How to Draw a Blue Tulip

As far as flowers go, it is safe to say that tulips hold one of the top spots. They are one of the most popular choices of Valentine’s Day flowers, hold an array of meanings depending on their color, which may or may not have caused an economic crash in the 1600s! Without further ado, let’s learn how to draw your very own stunning blue tulip!

Tutorial Video

Step-By-Step Images and Instructions


How to Draw a Blue Tulip Step 1

Start with a black liner, and draw a curved, “crescent” shape roughly in the center of your page, around half an inch from the top.


How to Draw a Blue Tulip Step 2

Mirror this shape on the other side, to create a “teardrop” shape.


How to Draw a Blue Tulip Step 3

Now, add another, similar shape to the right of the first, hiding it behind the original shape.


How to Draw a Blue Tulip Step 4

Repeat this on the right-hand side with another shape…


How to Draw a Blue Tulip Step 5

And add a slight, pointed shape just above the first, so that it connects those on either side and peeks out of the top.


How to Draw a Blue Tulip Step 6

Add a smooth, slightly curved line descending from the center at the bottom of the tulip head.


How to Draw a Blue Tulip Step 7

Add another line coming off this one, heading up towards the top right-hand corner of the page.


How to Draw a Blue Tulip Step 8

Repeat this with a parallel line beside the first, joining the two lines at the tip with a point.


How to Draw a Blue Tulip Step 9

Now add another parallel line to the stem…
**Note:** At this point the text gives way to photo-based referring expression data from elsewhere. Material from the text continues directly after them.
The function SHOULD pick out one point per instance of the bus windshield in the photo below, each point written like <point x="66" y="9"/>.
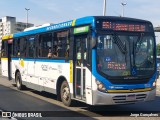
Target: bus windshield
<point x="125" y="54"/>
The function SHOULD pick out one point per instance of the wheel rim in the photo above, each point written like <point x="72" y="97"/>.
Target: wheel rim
<point x="65" y="93"/>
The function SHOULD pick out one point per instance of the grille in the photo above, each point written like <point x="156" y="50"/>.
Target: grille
<point x="130" y="98"/>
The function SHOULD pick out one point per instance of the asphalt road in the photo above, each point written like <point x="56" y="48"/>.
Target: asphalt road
<point x="29" y="100"/>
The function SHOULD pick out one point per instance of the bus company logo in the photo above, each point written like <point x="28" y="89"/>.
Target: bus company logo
<point x="61" y="25"/>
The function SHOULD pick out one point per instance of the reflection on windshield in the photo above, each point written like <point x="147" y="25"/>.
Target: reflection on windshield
<point x="118" y="55"/>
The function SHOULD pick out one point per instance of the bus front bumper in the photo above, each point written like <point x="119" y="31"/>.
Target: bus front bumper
<point x="101" y="98"/>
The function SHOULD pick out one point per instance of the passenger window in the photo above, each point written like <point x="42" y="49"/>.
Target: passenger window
<point x="31" y="46"/>
<point x="62" y="44"/>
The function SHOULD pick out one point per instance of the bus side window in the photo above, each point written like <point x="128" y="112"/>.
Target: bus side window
<point x="45" y="44"/>
<point x="62" y="43"/>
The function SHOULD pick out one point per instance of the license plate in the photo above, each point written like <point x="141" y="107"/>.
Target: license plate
<point x="131" y="97"/>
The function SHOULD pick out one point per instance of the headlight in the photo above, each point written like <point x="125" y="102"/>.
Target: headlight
<point x="100" y="86"/>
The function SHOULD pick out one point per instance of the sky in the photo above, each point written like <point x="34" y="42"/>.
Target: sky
<point x="55" y="11"/>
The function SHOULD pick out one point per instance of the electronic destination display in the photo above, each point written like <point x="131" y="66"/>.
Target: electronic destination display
<point x="124" y="26"/>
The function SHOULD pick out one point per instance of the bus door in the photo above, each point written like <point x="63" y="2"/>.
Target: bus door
<point x="10" y="41"/>
<point x="80" y="66"/>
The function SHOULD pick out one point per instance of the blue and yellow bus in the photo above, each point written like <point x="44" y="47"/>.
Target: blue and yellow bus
<point x="99" y="60"/>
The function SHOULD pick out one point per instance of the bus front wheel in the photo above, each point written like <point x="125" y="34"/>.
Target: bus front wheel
<point x="65" y="94"/>
<point x="19" y="81"/>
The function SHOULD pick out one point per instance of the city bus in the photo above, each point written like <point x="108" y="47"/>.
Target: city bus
<point x="98" y="60"/>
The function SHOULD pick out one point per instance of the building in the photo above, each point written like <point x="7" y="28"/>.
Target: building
<point x="9" y="25"/>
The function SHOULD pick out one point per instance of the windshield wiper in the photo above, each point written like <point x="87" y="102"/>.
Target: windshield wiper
<point x="139" y="41"/>
<point x="120" y="45"/>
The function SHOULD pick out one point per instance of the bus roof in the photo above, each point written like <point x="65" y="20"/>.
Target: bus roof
<point x="71" y="23"/>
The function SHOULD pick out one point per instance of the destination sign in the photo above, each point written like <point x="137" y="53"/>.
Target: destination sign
<point x="123" y="26"/>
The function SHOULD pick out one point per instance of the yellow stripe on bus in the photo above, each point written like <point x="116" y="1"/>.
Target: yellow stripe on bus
<point x="4" y="58"/>
<point x="71" y="71"/>
<point x="7" y="37"/>
<point x="128" y="91"/>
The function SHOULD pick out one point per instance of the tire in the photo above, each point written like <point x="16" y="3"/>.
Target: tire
<point x="65" y="94"/>
<point x="18" y="81"/>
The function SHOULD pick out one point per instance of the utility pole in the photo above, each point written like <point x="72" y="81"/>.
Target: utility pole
<point x="104" y="8"/>
<point x="27" y="9"/>
<point x="123" y="4"/>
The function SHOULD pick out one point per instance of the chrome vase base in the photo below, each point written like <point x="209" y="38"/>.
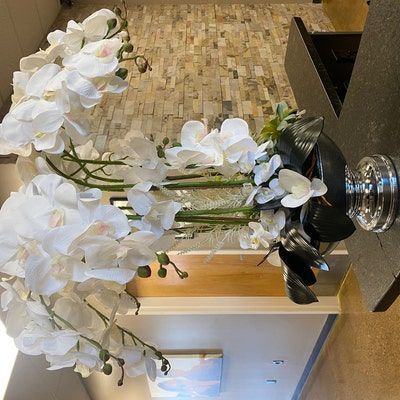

How to Draw a Blue Tulip Step 10

And shade the top with a blue pen.


How to Draw a Blue Tulip Step 11

Finally, use a green pen to fill in the stem and complete your tulip.

And just like that, you are the proud owner of a stunning blue tulip drawing! Why not try experimenting with a range of other colors to complete your collection, and create your very own field of tulips?

Tulips are popular flower options for gardeners and flower fans alike. With over 3000 varieties of tulips available across the globe, divided into around 150 species, it is inevitable that everyone will have their favorite type and color – and of the latter, there are also plenty of options to choose from, including “Queen of the Night” variety which offers a deep purple, almost black hue – as a side note, purple tulips are a symbol of royalty, and white ones represent apology and forgiveness.

Red tulips, it comes as no surprise, represent true love, and this has helped to establish their status as the second most popular Valentine’s Day flower.

Despite their popularity, the blooms of tulips are typically only last for between 7 and 10 days, and this fact has given rise to tulip festivals that occur throughout the United States and the wider world. Such events are designed not only to celebrate the beauty of tulips, but also to acknowledge the short amount of time that the blooms last for, and to celebrate them while they survive.

Tulips have remained a popular and valuable flower throughout much of history, with the main record starting in the 1600s when tulips caused chaos in the Netherlands. During this time, some historians estimate that tulips were as expensive to purchase as homes and have hypothesized that this was the cause of the economic crash occurring in 1637 – not bad work for a humble tulip!